Même il avait ajouté, de l’amitié plein la voix :

— Ce bougre-là m’a presquement fait attraper un effort.

Le même soir, tandis que les deux Beauchemin ne demandaient qu’à se faire piloter les reins, tellement ils étaient restés de fatigue, Venant avait passé la porte et, par besoin de se délasser les jambes, entrepris d’un bon pas les deux lieues qui séparent le Chenal du Moine, de Sorel.
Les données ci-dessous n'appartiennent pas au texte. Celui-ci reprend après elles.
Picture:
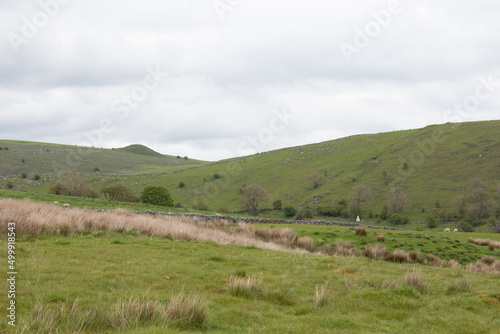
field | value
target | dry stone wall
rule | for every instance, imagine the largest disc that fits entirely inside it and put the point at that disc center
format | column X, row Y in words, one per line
column 235, row 220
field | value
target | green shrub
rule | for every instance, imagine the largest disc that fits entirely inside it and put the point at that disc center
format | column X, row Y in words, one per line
column 156, row 195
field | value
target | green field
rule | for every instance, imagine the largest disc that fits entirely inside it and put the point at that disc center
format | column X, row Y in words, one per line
column 432, row 165
column 17, row 157
column 364, row 296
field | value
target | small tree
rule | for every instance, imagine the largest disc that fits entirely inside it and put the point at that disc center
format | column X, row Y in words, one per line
column 156, row 195
column 253, row 196
column 398, row 201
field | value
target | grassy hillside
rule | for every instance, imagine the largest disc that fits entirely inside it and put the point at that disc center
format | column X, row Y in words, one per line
column 18, row 157
column 114, row 273
column 432, row 165
column 141, row 149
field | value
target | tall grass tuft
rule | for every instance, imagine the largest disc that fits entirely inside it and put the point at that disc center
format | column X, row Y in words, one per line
column 34, row 219
column 244, row 286
column 416, row 257
column 361, row 232
column 434, row 261
column 189, row 312
column 414, row 278
column 460, row 285
column 135, row 311
column 400, row 256
column 321, row 295
column 487, row 265
column 377, row 252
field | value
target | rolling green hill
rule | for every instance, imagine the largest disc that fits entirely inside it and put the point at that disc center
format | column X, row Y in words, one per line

— Toute une trotte ! admit Angélina.

— Regarde-le travailler, si tu veux te faire une idée de lui.

Non loin de la remise les trois hommes débitaient le bois de chauffage. De chaque côté du chevalet, Amable et Didace sciaient au godendard, mais le père et le fils n’étaient pas d’adon à l’ouvrage. Incapables d’embrayer leurs mouvements, les Beauchemin ne suffisaient pas à fournir au Survenant les bûches que, d’un bras plein d’ardeur, il fendait à la hache et faisait voler rapidement par quartiers.

Avant même que Didace parlât, à un simple regard d’impatience, Venant comprit et alla prendre la relève :

— Ho ! là ! cède-moi ta place, Amable. Faut débâcler ce tas de bois-là avant l’heure du midi.

D’un commun accord, Didace et Venant ajustèrent la scie. Les dents d’acier entamèrent la plane. Angélina ne vit plus dans le vent que deux hommes soumis à un même rythme, bercés par un ample balancement.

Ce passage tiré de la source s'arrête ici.